Vera C. Bushfield | U.S. senator
Born Vera Cahalan in South Dakota in 1889, she graduated with a degree in domestic science from what was then known as the Stout State Institute in 1912. That same year she married Harlan Bushfield, who went on to become governor of South Dakota and was elected to the U.S. Senate as a Republican in 1942. When the senator died in office in 1948, his wife – who had also been his most trusted political adviser – was appointed to finish the rest of his term. Although she served just a few months, Vera Bushfield was nonetheless only the sixth woman ever to be a U.S. senator.

Nancy Zieman | sewing show host
Zieman, a 1975 UW-Stout grad, is the producer and host of Sewing With Nancy, the longest-running sewing TV show in history. The program began on cable in 1982, and now the show – which is co-produced with Wisconsin Public Television – airs on PBS stations nationwide.
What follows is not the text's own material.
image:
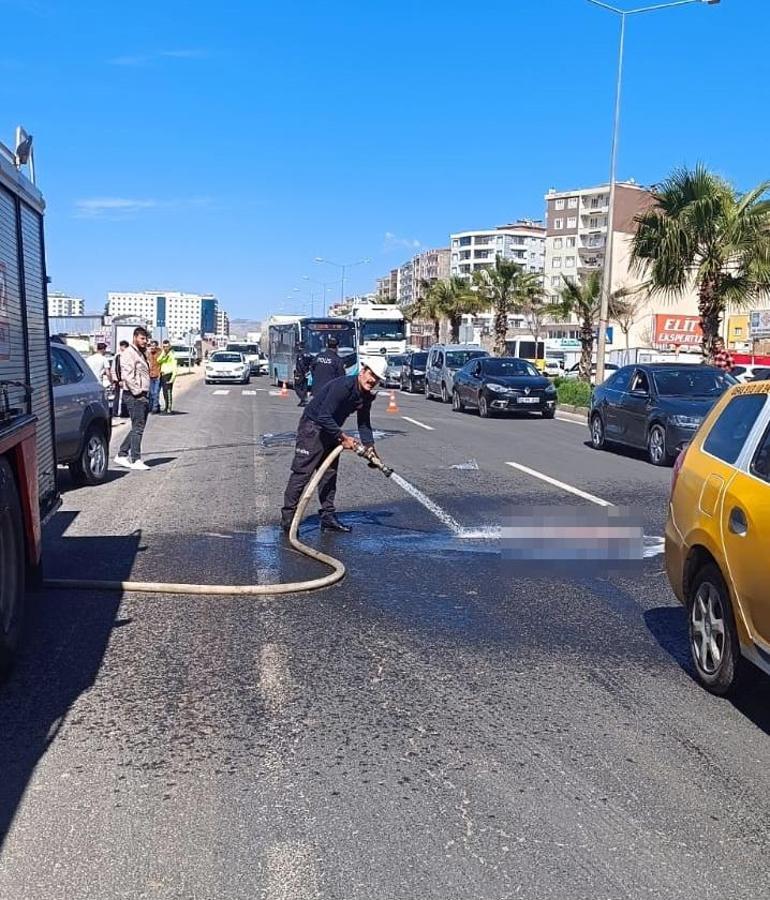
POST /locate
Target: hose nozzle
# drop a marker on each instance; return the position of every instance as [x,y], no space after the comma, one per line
[374,461]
Zieman is also the founder of a multimillion-dollar sewing supply business, Nancy’s Notions, and has written more than 40 sewing books. She recently penned an autobiography, “Seams Unlikely,” which talks about how she became an unlikely TV star despite having Bell’s palsy, which paralyzed part of her face as a child.

Cindy Pawlcyn | chef, restaurateur
This Minneapolis native earned a degree from UW-Stout’s highly regarded hospitality and tourism program in 1977. While in school, she worked part-time at the Silver Dollar Saloon in Menomonie. After graduation, she relocated to California, where she became a famed chef and restauranteur in San Francisco and the Napa Valley. She currently owns two wine-country establishments, Mustards Grill and Cindy’s Backstreet Kitchen. Pawlcyn is the author of several cookbooks, and in 2002 won a James Beard Award – basically a culinary Oscar – for one of them. An early proponent of the farm-to-table movement, she grows some of her own organic produce.

Joe Vavra | baseball coach/player
Vavra, a Chippewa Falls native and 1985 UW-Stout alumnus, was drafted by the Los Angeles Dodgers in 1982 and played five seasons of minor league ball as an infielder. His true calling, however, was as a coach and manager, and in the 1980s and ’90s he led various teams in the Dodgers minor league system. After a brief stint as UW-Stout baseball coach, he was hired by the Minnesota Twins organization and served as the big-league team’s hitting coach from 2006-12. Since 2012, he’s been the Twins’ third-base coach.